March 14: "Step Towards Full Internal Self-Government"
1949: By prohibition effective on March 19, the Water Commission has decided to impose water restrictions in the Corporate Area. Reasons given for this decision are the steady drop in storage at Hermitage dam and the yield from other sources not being sufficient to meet the daily demand of over 17 million gallons.
1952: A monopoly for the supply and distribution of fuel for domestic purposes in the Corporate Area is to be sought from central government by the Kingston and St Andrew Corporation (KSAC). The council of the KSAC, in its monthly meeting, adopts a recommendation made at a joint meeting of the Finance and Estimates Committee and the Trusts Committee that Government should be sounded as to its willingness to give the corporation such a monopoly.
1957: Jamaica will take a further step towards full internal self-government by the end of this year. This momentous announcement is made by the governor, Sir Hugh Foot, in his throne speech at the opening of the spring session of the legislature. The changes proposed by the governor will provide a Cabinet to be called the council of ministers, consisting of 12 persons. Of these 12, eight or nine will be picked from the House of Representatives and a withdrawal of the colonial secretary.
1964: Five Cubans (four men and a woman) land on Bryan’s Bay beach. They were taken into custody by the Port Antonio Police and later transferred to Kingston. The 15-foot motorboat in which they travelled is anchored at the Water Police boathouse.
1968: The House of Representatives passes a bill for the establishment of an Urban Development Corporation after lengthy debate which lasted for the entire sitting. The bill proposed by the minister of finance and planning, the Hon Edward Seaga, is supported in principle by the Opposition, led by Mr Norman Manley, but several aspects of it were questioned and closely examined during the debate. As a result, there were five amendments to the original bill.

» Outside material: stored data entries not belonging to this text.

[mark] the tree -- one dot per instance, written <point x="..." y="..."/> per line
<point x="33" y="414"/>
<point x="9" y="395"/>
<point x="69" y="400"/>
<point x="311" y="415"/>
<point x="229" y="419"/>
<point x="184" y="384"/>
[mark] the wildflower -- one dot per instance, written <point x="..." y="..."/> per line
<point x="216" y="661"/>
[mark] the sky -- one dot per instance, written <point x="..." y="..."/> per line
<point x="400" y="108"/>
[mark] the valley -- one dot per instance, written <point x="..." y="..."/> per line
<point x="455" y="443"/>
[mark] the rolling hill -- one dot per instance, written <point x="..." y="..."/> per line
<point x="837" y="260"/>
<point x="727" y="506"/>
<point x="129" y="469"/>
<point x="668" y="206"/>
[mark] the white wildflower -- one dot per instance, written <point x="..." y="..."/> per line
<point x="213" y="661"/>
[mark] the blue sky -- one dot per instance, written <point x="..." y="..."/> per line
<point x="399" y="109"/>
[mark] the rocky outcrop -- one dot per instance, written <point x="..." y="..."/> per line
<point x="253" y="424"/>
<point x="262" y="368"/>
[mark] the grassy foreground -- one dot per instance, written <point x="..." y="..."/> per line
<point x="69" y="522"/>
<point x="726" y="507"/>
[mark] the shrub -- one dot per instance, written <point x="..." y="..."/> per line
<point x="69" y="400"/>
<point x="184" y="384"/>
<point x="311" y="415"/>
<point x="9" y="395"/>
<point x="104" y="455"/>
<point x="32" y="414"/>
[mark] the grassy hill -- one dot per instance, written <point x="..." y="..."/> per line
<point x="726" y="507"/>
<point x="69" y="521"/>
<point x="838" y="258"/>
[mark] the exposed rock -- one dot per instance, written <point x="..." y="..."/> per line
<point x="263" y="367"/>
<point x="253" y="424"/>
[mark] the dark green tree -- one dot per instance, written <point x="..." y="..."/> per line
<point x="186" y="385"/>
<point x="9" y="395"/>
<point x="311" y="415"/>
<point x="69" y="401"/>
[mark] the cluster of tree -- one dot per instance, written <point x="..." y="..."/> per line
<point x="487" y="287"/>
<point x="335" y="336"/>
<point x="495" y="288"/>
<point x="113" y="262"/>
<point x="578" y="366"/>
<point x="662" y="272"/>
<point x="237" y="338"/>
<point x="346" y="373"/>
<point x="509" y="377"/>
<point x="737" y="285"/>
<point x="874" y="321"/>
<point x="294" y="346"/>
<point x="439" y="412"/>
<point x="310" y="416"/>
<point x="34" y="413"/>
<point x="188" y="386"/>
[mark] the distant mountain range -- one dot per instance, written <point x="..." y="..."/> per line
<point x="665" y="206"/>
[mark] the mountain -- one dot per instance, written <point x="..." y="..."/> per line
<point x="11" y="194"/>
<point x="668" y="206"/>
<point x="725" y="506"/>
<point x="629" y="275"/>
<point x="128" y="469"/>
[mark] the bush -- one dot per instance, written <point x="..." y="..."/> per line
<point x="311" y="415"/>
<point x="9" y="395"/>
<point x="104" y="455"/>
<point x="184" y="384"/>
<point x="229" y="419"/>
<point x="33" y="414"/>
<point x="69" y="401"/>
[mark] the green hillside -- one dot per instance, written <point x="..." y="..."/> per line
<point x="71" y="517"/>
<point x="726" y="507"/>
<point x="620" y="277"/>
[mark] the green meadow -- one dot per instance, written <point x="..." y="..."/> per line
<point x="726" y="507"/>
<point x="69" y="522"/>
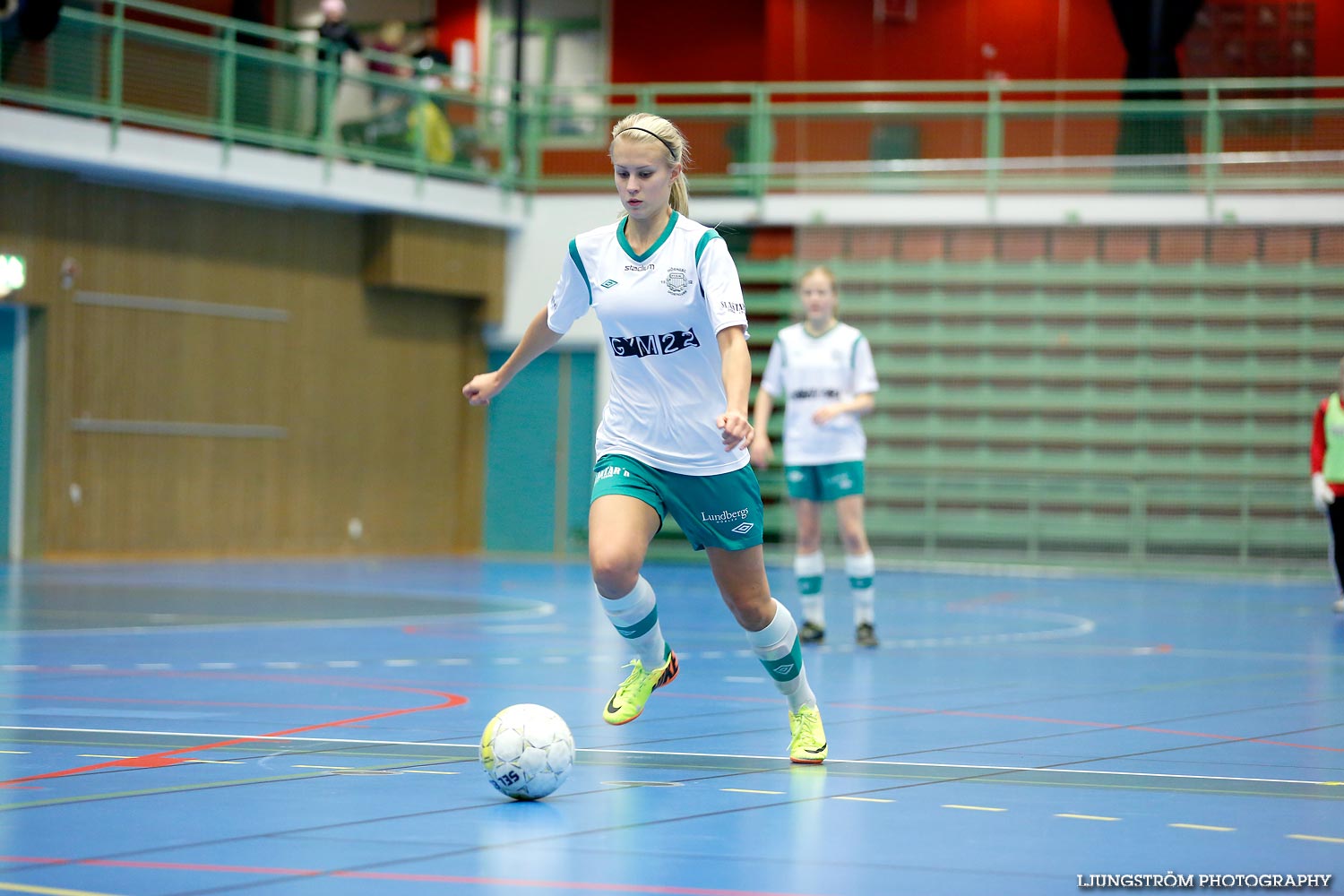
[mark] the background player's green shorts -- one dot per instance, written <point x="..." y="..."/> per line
<point x="824" y="481"/>
<point x="720" y="511"/>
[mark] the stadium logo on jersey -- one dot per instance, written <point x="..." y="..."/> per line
<point x="653" y="343"/>
<point x="676" y="281"/>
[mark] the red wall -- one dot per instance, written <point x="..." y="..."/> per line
<point x="840" y="40"/>
<point x="456" y="21"/>
<point x="688" y="40"/>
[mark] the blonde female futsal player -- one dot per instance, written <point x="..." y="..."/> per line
<point x="675" y="433"/>
<point x="824" y="371"/>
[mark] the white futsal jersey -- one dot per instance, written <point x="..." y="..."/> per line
<point x="814" y="371"/>
<point x="660" y="312"/>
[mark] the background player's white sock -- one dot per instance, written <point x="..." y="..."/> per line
<point x="808" y="568"/>
<point x="860" y="568"/>
<point x="781" y="654"/>
<point x="636" y="618"/>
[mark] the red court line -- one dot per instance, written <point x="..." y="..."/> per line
<point x="169" y="756"/>
<point x="400" y="876"/>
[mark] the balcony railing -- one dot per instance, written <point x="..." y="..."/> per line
<point x="151" y="65"/>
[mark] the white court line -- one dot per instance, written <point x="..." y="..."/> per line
<point x="667" y="753"/>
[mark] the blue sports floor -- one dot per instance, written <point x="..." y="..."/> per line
<point x="282" y="728"/>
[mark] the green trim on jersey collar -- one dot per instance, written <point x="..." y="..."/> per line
<point x="704" y="241"/>
<point x="658" y="244"/>
<point x="578" y="263"/>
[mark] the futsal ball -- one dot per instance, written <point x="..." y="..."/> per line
<point x="527" y="751"/>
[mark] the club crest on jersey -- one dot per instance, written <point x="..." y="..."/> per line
<point x="653" y="343"/>
<point x="676" y="281"/>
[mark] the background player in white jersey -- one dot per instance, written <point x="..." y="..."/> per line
<point x="675" y="432"/>
<point x="824" y="371"/>
<point x="1328" y="474"/>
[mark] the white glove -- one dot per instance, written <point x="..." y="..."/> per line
<point x="1322" y="495"/>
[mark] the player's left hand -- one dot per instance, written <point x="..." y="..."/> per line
<point x="737" y="430"/>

1972: Mr Anthony Spaulding is made minister of housing, shortly after he was named winner in the magisterial recount of votes for the South St Andrew constituency. He will be sworn in at King’s House as the 18th member of the Cabinet in the new administration. Resident Magistrate Mr G. Vanderpump presided at the recount, which was spread over four days in the Half-Way Tree Court.
1977: A new drive to recruit volunteers for a restructured Home Guard, which will be “a strong, disciplined and effective element in the total struggle against crime and violence”, is announced in a nationwide broadcast by Prime Minister Michael Manley. Mr Manley also announces that the home guard will now come under the direct control and supervision of the police force, with a commander at the rank of superintendent. The army will be responsible for weapons training, with the police retaining responsibility for all other aspects.